1. What is Zero Net Energy (ZNE)?

Zero Net Energy (ZNE) is a term used to describe a building or home that produces as much energy as it consumes on an annual basis. This means that the amount of energy used by the building is equal to the amount of renewable energy generated on site, resulting in a net energy consumption of zero.

2. Is Zero Net Energy the same as Zero Energy?

No, Zero Net Energy and Zero Energy are not the same. Zero Net Energy refers to a building or home that produces as much energy as it consumes on an annual basis, while Zero Energy refers to a building or home that produces all of its energy needs from renewable sources on site.

3. How is Zero Net Energy achieved?

Zero Net Energy can be achieved through a combination of energy-efficient building design, high-performance building materials, and renewable energy systems such as solar panels or wind turbines. It also requires careful monitoring of energy use and production to maintain a balance between energy consumption and generation.

4. Are there benefits to achieving Zero Net Energy?

Yes, there are several benefits to achieving Zero Net Energy. These include reduced energy costs, increased energy independence, and reduced carbon emissions.
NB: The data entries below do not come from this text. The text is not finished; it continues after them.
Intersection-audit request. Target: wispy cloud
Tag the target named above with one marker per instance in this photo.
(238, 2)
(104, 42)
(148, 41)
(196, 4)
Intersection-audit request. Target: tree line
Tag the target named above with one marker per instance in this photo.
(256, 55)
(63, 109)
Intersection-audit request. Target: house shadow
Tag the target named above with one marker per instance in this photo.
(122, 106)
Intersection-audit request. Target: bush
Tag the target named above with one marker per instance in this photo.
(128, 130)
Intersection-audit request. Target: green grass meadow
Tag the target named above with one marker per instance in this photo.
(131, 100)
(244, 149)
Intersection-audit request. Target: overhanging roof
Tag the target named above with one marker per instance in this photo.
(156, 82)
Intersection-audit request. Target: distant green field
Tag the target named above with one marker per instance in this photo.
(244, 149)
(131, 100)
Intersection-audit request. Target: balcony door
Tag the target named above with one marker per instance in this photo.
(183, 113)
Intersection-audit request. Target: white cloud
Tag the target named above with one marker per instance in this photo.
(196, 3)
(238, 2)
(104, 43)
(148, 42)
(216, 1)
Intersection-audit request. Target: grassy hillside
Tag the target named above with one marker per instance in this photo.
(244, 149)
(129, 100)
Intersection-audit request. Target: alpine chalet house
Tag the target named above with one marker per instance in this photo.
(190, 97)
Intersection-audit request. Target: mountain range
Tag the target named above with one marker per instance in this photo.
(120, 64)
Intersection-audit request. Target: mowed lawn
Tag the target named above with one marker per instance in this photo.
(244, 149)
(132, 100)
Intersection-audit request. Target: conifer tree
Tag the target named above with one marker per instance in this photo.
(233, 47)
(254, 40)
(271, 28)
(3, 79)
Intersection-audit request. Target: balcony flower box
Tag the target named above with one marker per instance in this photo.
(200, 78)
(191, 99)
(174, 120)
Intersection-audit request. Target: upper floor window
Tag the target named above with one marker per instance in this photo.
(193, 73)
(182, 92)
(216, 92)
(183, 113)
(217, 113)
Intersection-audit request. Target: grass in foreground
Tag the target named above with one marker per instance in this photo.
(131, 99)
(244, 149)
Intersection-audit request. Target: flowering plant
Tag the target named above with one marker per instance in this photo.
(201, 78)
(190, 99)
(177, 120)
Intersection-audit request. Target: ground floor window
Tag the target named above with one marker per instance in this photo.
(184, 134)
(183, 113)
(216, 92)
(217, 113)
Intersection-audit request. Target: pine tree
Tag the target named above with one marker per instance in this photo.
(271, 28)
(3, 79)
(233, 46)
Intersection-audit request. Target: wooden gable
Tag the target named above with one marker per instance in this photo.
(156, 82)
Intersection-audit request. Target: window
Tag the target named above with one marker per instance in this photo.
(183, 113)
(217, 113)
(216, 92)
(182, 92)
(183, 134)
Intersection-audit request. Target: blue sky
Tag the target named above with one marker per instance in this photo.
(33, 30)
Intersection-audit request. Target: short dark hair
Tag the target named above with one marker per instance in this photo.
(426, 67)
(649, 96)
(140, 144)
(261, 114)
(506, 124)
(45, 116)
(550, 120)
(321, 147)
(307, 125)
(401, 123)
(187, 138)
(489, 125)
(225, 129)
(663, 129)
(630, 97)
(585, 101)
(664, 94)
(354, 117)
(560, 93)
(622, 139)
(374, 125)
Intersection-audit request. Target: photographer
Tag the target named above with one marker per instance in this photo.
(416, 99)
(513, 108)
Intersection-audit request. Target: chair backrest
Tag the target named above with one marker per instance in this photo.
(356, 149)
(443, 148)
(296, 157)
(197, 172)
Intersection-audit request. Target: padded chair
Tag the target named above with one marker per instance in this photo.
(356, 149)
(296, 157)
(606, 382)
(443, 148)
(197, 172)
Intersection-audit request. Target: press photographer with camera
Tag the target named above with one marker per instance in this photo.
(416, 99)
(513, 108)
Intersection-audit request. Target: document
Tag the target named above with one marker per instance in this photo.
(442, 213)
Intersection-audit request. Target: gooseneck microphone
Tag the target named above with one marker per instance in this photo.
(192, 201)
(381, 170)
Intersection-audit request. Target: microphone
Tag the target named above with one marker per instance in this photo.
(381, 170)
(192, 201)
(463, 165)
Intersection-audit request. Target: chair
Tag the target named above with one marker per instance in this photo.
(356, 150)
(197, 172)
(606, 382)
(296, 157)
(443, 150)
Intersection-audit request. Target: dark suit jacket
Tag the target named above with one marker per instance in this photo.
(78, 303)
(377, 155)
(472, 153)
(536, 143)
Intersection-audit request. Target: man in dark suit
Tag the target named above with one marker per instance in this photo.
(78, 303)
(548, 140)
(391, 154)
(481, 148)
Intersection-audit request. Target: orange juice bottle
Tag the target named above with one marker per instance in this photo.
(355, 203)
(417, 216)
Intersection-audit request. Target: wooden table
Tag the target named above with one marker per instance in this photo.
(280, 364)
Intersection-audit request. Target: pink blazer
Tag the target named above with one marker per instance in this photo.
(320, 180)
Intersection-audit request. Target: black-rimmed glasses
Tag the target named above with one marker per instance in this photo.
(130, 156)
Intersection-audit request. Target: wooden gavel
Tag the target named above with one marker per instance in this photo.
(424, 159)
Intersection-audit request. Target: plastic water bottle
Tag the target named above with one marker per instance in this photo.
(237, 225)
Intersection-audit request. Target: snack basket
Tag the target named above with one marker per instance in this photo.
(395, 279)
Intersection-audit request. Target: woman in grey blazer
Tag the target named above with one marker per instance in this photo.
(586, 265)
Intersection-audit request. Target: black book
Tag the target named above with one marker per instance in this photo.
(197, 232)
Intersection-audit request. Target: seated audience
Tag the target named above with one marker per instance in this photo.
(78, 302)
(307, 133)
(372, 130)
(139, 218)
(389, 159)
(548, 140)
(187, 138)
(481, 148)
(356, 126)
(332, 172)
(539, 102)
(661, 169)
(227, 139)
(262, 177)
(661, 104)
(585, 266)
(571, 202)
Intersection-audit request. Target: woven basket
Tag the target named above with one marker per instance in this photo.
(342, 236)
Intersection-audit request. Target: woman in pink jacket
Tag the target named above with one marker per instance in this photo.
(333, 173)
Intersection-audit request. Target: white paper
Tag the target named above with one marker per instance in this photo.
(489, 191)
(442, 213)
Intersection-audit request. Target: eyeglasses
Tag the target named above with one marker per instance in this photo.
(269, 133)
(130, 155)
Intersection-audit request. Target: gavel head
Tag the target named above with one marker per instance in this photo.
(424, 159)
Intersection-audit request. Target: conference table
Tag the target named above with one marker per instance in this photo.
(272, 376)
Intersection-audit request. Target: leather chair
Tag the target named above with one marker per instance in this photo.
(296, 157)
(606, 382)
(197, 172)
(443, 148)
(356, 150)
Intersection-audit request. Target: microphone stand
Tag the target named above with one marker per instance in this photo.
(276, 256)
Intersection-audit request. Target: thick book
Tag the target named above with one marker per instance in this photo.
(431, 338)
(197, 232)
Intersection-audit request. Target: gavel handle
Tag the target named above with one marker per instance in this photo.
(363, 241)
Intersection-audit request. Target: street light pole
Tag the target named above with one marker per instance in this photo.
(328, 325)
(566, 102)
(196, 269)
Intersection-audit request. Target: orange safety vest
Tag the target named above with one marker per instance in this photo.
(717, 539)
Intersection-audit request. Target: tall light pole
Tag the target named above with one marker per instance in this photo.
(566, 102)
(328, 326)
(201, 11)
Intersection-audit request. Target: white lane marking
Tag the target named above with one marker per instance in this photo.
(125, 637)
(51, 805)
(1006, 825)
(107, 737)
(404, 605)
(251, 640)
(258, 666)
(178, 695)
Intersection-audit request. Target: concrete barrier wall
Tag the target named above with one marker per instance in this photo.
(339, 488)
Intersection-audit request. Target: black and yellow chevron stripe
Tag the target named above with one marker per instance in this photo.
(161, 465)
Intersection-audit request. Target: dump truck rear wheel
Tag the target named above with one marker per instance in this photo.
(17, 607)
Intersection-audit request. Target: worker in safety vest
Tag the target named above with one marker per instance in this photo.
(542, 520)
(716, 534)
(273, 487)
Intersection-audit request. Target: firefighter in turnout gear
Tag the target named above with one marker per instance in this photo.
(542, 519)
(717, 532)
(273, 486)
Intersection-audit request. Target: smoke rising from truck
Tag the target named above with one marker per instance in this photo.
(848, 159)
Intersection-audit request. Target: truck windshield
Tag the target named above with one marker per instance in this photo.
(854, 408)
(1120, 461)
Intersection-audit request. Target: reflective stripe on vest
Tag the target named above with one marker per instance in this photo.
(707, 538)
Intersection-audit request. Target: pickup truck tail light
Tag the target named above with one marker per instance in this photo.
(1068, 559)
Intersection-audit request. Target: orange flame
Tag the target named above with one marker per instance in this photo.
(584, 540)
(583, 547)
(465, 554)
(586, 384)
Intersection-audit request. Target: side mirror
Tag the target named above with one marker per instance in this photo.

It also promotes sustainable living and can contribute to a healthier and more comfortable indoor environment.

5. Is Zero Net Energy achievable for all buildings?

No, achieving Zero Net Energy may not be feasible for all buildings due to factors such as location, climate, and building type. However, with advancements in technology and building practices, more and more buildings are being designed and built to achieve Zero Net Energy or close to it.